In an attempt to stop population decline, important conservation measures have been developed, including strict enforcement of bans on near-shore mechanized fishing and operation of gill nets, shore-seine and lines during breeding and nesting seasons, the use of turtle excluder devices (TED) in trawl nets, beach patrols, cessation of beachside construction and development activities, the promotion of in-situ conservation, the establishment of more hatcheries, and the creation of awareness programs targeted at fishermen, forest officials, students, NGOs, and the general public. The most important programs in the Olive Ridley Sea Turtle Conservation project were the many public awareness events; turtle walks, screening pictures, exhibitions in schools and colleges, and celebratory festivals for turtles were effective at increasing public concern for the turtles.

==== Intertidal rocky shore fauna and flora ====
The intertidal (littoral) zone is the area between high and low tide lines. The intertidal zone of Visakhapatnam is 70 meters long, with an average width of 25 meters. It is mostly made up of rocky shore interspersed by sandy areas and extends from Gangavaram to Bheemunipatnam, a distance of approximately 25 to 30 kilometers. The zone has large boulders of various shapes, shingle beds, rock platforms, and rock pools. In addition, it has a very rich diversity of organisms, from the smallest microscopic protozoans to sponges, cnidarians, polychaetes, arthropods, Mollusca, echinoderms, rock pool fish, and numerous varieties of algae. These highly peculiar and highly adaptable faunas and flora face environmental hardships such as water availability, temperature and salinity differences, and pressures from prey and predators.

The society conducted research and survey programs that documented the fauna and flora of the Visakhapatnam coast. Throughout 10 years, the society observed a decline in marine biota, specifically in sea cucumbers, chitons, sea urchins, and Bullia and Zoanthus beds. The main reasons for this decline are human interference, including the illegal collection of specimens by colleges and universities and pollution of waters. The society recommends conservation methods including stopping pollution from all sources along the coast, preventing the illegal collection of specimens, declaring some areas as protective zones, and raising awareness among students and people by conducting marine biodiversity workshops and exhibitions.
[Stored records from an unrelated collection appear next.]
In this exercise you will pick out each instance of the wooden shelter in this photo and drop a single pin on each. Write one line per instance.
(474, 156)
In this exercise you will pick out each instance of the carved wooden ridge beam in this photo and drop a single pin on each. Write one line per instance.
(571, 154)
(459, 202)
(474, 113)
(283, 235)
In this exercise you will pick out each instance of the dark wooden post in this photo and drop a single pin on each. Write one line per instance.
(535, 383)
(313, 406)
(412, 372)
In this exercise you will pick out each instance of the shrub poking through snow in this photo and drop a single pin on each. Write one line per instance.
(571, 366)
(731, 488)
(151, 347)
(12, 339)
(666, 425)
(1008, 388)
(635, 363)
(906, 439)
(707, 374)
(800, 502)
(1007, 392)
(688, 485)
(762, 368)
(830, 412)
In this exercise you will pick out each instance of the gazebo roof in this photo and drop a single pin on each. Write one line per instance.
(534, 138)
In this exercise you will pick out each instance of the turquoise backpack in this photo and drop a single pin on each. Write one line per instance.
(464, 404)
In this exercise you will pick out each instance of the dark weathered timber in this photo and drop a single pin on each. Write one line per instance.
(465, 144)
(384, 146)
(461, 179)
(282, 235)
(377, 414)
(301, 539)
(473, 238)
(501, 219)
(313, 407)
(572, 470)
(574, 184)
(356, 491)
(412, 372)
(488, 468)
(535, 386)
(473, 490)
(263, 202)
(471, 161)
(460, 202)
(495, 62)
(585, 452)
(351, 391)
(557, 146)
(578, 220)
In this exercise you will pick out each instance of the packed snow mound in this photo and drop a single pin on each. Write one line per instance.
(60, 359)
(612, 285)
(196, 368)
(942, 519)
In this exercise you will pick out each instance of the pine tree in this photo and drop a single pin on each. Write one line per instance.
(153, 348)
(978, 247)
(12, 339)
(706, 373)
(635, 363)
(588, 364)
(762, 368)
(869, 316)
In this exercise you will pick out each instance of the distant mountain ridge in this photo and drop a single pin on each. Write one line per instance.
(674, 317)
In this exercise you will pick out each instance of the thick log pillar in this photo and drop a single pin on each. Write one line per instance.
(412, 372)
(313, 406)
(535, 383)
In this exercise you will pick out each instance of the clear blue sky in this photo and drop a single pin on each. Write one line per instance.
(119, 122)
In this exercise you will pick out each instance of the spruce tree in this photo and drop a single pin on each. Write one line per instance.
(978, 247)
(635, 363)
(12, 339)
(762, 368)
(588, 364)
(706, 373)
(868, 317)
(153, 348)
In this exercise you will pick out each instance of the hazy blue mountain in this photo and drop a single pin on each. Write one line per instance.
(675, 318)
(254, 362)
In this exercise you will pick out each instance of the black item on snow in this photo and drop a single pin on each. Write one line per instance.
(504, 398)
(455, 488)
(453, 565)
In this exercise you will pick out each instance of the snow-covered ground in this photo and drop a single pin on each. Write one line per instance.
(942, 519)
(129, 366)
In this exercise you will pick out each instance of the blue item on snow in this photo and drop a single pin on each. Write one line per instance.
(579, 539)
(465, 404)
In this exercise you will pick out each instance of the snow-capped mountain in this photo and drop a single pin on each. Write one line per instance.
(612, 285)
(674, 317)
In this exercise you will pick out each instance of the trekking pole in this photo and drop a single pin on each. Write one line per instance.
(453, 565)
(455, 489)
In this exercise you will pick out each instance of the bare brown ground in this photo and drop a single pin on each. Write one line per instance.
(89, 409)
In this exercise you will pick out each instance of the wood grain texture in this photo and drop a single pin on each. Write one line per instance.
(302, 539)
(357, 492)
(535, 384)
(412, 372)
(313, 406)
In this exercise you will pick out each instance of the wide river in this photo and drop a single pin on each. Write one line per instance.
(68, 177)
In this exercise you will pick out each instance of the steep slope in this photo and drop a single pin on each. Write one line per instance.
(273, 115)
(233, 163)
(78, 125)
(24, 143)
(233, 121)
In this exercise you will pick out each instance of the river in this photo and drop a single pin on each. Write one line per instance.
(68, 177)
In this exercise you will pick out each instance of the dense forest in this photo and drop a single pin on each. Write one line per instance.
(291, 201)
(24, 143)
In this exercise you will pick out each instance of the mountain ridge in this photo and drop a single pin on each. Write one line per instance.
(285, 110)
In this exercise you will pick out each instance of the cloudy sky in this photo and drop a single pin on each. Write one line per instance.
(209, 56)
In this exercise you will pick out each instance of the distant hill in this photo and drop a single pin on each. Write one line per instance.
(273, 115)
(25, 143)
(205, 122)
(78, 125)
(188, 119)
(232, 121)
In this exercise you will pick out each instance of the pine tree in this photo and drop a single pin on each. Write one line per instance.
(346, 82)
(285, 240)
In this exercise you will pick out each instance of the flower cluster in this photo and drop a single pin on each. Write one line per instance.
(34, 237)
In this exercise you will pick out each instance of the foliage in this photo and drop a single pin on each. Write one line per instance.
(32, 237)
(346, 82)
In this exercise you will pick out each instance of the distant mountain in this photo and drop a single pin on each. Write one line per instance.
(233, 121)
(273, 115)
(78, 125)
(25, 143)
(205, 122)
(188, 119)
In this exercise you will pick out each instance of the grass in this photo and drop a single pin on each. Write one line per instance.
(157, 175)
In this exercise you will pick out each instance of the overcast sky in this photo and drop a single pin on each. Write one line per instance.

==== Butterflies of the Eastern Ghats ====
More than 100 species of butterflies belonging to six families were recorded by the society in the Eastern Ghats forests (Chintapalle, G K Veedhi, Ananthagiri, Paderu, Araku Valley, Sileru), and urban environments (Thotala Konda, Kambala Konda, Simhachalam Hills, Indira Gandhi Zoological Park, and RCD Biodiversity Park) of the Visakhapatnam district. The families included Papilionidae (swallowtails), Pieridae (whites and yellows), Nymphalidae (brush-footed butterflies), Lycaenidae, Riodinidae (metalmarks/Punches and Judies), and Hesperiidae (skippers).

== Biodiversity Park, Visakhapatnam ==
The Biodiversity Park, Visakhapatnam is an educational botanical garden run by the society. It contains more than 2000 species of plants and hundreds of butterfly and bird species. Hundreds of students and researchers visit the park daily for education and research purposes.

== Awards ==
- Andhra Pradesh Green Awards 2017 - APUG & BC 13–7–2018.
- Andhra Pradesh Biodiversity Conserver Award - 2018 APSBDB 22–5–2018.
- Rolling Shield (State Level) for Environmental Protection by the Directorate of Field Publicity, Ministry of Information & Broadcasting, Govt. of India, Hyderabad.
- Best nature club of the Millenium-2000 by WWF-India, Hyderabad state office.
- Best Environmental Society award in 2001 by Krushi Orthopaedic Society, Visakhapatnam, AP.